Vous avez à nous expliquer à quelles conditions, peut-être même à quel prix, est possible une vie « hors sang ». En quoi peut-on être frère sans l’avoir choisi ? Qu’avez-vous à dire sur ce point aux familles recomposées ? Comment vivez-vous la recomposition permanente ? Comment dire « ma sœur » à une femme qui pourrait être sa mère ? Vous avez aussi à nous dire à quelles conditions est possible une vie « hors sol ».Quel prix a la mobilité ? En quoi peut-on être d’un lieu sans y être né ? A quelle condition s’inscrit-on dans un endroit ? Dans un groupe ?
Il serait aussi très intéressant de se tourner vers la vie religieuse pour savoir ce qu’est la fidélité.

Il y a donc là un véritable enjeu : en quoi ce que vous vivez dans vos relations peut éclairer les nouveaux liens de la famille ?
À ce propos, il y a quelque chose dont vous ne parlez pas beaucoup, c’est la vie communautaire. Ce silence me questionne : comme en archéologie, les vides parlent autant que les pleins.

- soit cela fonctionne et il faut partager sur les réussites.

- soit cela fonctionne mal et il faut comprendre pourquoi. La société a besoin de votre éclairage sur la question, parce que vous travaillez le relationnel. Vous devez pouvoir nous dire à quelles conditions, quand on met un groupe d’hommes ou un groupe de femmes ensemble, cela fonctionne. Comment on gère quand on a quelque chose à dire à quelqu’un et que l’on veut éviter d’être hypocrite ou de casser la personne ?
Dans le témoignage d’hier, le frère a dit : « l’individualisme traverse les clôtures. » Comment gérez-vous l’individualisme ? Comment gérez-vous l’interculturalité ? Comment gérez-vous l’intergénérationnel ? 
Toutes ces questions, la société se les pose et vous, vous êtes aux avant-postes, en avance sur tout le monde, comme les explorateurs qui rentrent les premiers en Terre Promise. Or c’est la finesse du grain qui est intéressante, c’est là où ça grince que l’on vous attend. Parce que là où ça grince chez vous, ça grince aussi chez nous dans nos écoles, nos familles, nos entreprises, notre vivre-ensemble. C’est à cet endroit précis que vous pouvez être un témoignage pour les hommes d’aujourd’hui. Vous le pouvez parce que vous avez la capacité de relire ce que vous vivez et vous avez les mots pour cela.

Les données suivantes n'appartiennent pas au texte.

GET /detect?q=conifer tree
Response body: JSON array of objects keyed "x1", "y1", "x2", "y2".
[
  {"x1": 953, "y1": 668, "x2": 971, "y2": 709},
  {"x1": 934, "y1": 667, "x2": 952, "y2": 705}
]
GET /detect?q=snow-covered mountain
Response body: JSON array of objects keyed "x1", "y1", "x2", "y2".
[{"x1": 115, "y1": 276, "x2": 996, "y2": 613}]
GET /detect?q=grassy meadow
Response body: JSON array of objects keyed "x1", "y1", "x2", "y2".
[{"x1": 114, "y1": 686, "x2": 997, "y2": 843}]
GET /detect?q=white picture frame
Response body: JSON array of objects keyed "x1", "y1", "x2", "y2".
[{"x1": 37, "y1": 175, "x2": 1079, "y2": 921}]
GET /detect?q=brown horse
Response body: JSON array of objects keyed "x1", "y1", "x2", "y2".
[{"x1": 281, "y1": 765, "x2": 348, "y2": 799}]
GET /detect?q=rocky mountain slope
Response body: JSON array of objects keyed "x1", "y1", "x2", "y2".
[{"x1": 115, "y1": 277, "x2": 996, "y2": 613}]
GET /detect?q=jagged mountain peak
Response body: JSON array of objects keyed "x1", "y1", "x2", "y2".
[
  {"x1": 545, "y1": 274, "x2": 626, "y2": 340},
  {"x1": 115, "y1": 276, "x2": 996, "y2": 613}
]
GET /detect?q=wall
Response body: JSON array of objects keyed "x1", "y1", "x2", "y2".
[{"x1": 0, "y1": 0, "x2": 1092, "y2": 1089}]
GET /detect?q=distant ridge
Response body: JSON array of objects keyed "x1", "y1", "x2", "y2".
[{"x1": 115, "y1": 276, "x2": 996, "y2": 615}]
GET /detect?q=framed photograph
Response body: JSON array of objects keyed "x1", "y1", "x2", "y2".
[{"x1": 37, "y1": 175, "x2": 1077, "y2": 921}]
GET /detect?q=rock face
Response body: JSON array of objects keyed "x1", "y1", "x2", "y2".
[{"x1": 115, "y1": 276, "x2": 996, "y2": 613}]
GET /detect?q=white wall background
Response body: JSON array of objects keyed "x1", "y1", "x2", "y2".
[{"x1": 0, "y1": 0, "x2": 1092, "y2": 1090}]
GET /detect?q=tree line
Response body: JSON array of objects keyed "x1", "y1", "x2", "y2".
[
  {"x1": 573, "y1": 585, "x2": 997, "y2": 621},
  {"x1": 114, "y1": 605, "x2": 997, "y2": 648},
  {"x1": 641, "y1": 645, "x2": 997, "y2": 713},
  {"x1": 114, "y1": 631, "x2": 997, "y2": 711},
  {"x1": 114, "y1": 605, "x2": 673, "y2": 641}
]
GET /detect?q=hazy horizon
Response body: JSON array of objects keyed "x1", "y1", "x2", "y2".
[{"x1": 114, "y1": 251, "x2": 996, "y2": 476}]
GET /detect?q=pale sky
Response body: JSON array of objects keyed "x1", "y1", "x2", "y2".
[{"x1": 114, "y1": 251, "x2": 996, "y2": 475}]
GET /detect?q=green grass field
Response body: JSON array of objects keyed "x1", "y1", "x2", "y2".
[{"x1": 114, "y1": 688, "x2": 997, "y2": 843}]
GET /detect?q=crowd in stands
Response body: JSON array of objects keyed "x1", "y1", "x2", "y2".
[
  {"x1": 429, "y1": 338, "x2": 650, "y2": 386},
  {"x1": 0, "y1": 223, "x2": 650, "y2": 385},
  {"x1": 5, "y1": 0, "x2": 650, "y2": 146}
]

J’aimerais rajouter un 3e qualificatif à ceux de « hors sol » et « hors sang. ». J’aimerais rajouter « hors jugement ».
Je rejoins ce qui était dit hier : notre Église a besoin de personnes profondément ancrées en Christ et qui ne jugent pas. Pour beaucoup de personnes, la vie religieuse est porteuse de cette espérance.
Par exemple, dire « Je vais prier pour toi » sans dire « à condition que tu changes ou pour que tu changes », c’est accompagner quelqu’un dans un don gratuit. Commencez par rendre leur liberté aux personnes, par les reconnaître en tant qu’adultes. Dans un monde très dur, très stigmatisant, le monde a soif d’autre chose : vous pouvez toucher les cœurs. La société n’attend pas de l’Église qu’elle rajoute de l’exclusion à l’exclusion, familiale ou sociale ou qu’elle rajoute de la souffrance à la souffrance par des jugements sur les personnes. Seul Dieu connait le secret des cœurs et l’Église joue une partie de sa crédibilité sur ce point.

La fréquence évangélique
Un autre point - qui ressort fortement de ce WE et qui est témoignage d’espérance- se joue dans le fait que vous êtes porteurs d’une anthropologie ancrée sur l’Évangile. Vous soulignez que la société moderne est passionnante mais qu’elle développe une rapidité, une mobilité, qui génèrent du stress et qui, au final, fragilisent beaucoup de gens.
Vous soulignez aussi que par vos choix de vie, vous êtes porteurs d’une force, que vous soyez apostoliques ou contemplatifs, une force qui se joue dans le silence, la prière, le retrait. Quelqu’un a dit : « il faut être branché sur le Christ », un autre : « nous avons un programme qui nous permet de tenir, c’est la prière des heures ». Vous témoignez ainsi que la vie peut être vécue sur des rythmes différents. En vous enracinant dans l’Évangile, vous captez un degré de fréquence invisible pour la société moderne. Dans une société où il s’agit en permanence d’être le plus fort, le plus beau, le plus rapide, dans une anthropologie qui bouge beaucoup et qui s’éloigne de ce que la nature peut nous enseigner humainement (la patience et l’humilité notamment), vous êtes les garants de cette fréquence. En cela vous possédez quelque chose que beaucoup de personnes commencent à rechercher dans notre société : vous savez vous repérer dans les méandres de l’intériorité. Vous avez un savoir-faire spirituel qui est précieux, vous savez ce que peut signifier le lâcher prise, le travail sur l’ego, le travail sur ses désirs, les nuits de la foi,... Tout ce savoir sur l’espace intérieur qui est le nôtre est un bagage dont beaucoup de personnes ont soif.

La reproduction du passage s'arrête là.